9/29/2021 – Petition filed
11/15/2021 – ITC preliminary injury determination
12/23/2021 – DOC preliminary CVD determinations, if not postponed
2/26/2022 – DOC preliminary CVD determinations, if fully postponed
3/8/2022 – DOC preliminary AD determinations, if not postponed
4/27/2022 – DOC preliminary AD determinations, if fully postponed
9/16/2022 – DOC final AD and CVD determinations, if both preliminary and final determinations are fully postponed
10/31/2022 – ITC final injury determination, if DOC determinations are fully postponed and DOC final determinations are aligned
11/7/2022 – AD and CVD orders published
Consequences for exporters and US companies
US AD and CVD investigations can result in the imposition of substantial duties in addition to already-applicable duties and tariffs. If the ITC and DOC make affirmative preliminary determinations, US importers will be required to post cash deposits corresponding to the ad valorem AD and/or CVD duty rates determined for the subject merchandise on or after the date on which the DOC’s preliminary determination is published in the Federal Register. In certain circumstances, such duty deposit requirements may retroactively go into effect 90 days prior to the date of publication. The AD and CVD duties will remain in effect if the DOC and ITC make affirmative final determinations.
The DOC calculates specific AD and CVD margins for certain individual foreign producers and exporters selected for examination. Such rates are often much lower than those alleged in the petition. However, foreign producers and exporters that do not participate in the investigations may be subject to substantially higher rates. Duties imposed at these higher rates may force exporters to stop shipping to the US and importers to cease importation of subject merchandise. Thus, interested parties – including US and foreign producers, exporters, importers, and downstream US purchasers of the subject merchandise – should have a strategy for addressing AD and CVD investigations, including possible participation.
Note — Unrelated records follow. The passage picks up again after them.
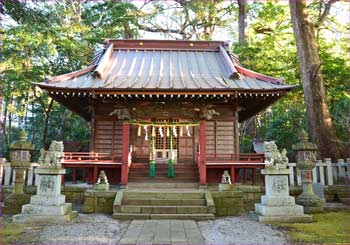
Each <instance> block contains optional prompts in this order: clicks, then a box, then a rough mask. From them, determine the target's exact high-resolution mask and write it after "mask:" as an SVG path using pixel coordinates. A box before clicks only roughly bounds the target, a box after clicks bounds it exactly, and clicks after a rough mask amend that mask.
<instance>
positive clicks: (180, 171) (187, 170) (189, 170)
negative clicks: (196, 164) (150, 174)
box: [129, 169, 199, 174]
mask: <svg viewBox="0 0 350 245" xmlns="http://www.w3.org/2000/svg"><path fill="white" fill-rule="evenodd" d="M174 172H175V173H178V174H186V173H197V174H199V172H198V169H174ZM131 173H135V174H137V173H149V169H130V170H129V174H131ZM156 173H162V174H167V173H168V169H156Z"/></svg>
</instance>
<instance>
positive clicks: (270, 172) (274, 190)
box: [255, 169, 312, 223]
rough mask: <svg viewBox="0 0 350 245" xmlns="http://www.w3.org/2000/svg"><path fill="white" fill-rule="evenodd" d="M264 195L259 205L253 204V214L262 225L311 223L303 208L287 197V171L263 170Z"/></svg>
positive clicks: (301, 206)
mask: <svg viewBox="0 0 350 245" xmlns="http://www.w3.org/2000/svg"><path fill="white" fill-rule="evenodd" d="M262 173H263V174H265V189H266V195H265V196H262V197H261V203H259V204H255V212H256V213H258V214H259V215H260V216H259V221H260V222H263V223H275V222H285V223H291V222H301V223H305V222H312V217H311V216H309V215H305V214H304V210H303V206H300V205H295V198H294V197H292V196H289V186H288V169H264V170H263V171H262Z"/></svg>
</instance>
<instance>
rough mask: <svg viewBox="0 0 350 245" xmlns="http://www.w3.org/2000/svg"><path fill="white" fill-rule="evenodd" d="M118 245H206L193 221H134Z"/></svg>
mask: <svg viewBox="0 0 350 245" xmlns="http://www.w3.org/2000/svg"><path fill="white" fill-rule="evenodd" d="M118 244H205V239H204V237H203V235H202V233H201V232H200V230H199V228H198V226H197V224H196V222H195V221H193V220H142V221H141V220H134V221H132V222H131V224H130V225H129V227H128V229H127V231H126V232H125V233H124V235H123V237H122V238H121V239H120V241H119V243H118Z"/></svg>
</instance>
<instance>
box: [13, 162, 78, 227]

Under the statutory time schedule for AD and CVD investigations, the first decision (the preliminary ITC determination of whether there is a reasonable indication that the US industry is materially injured, or threatened with material injury, by reason of the subject imports) must be made within 45 days after the filing of the petition – in this case, by November 15, 2021. An ITC hearing (ie, a public conference) is held around 21 to 23 days after the filing date. As a result, agency staff work, including the issuance of questionnaires to interested parties, begins almost immediately. Thus, quick action is encouraged to understand the specific implications of these developments as well as to prepare and implement a pertinent strategy.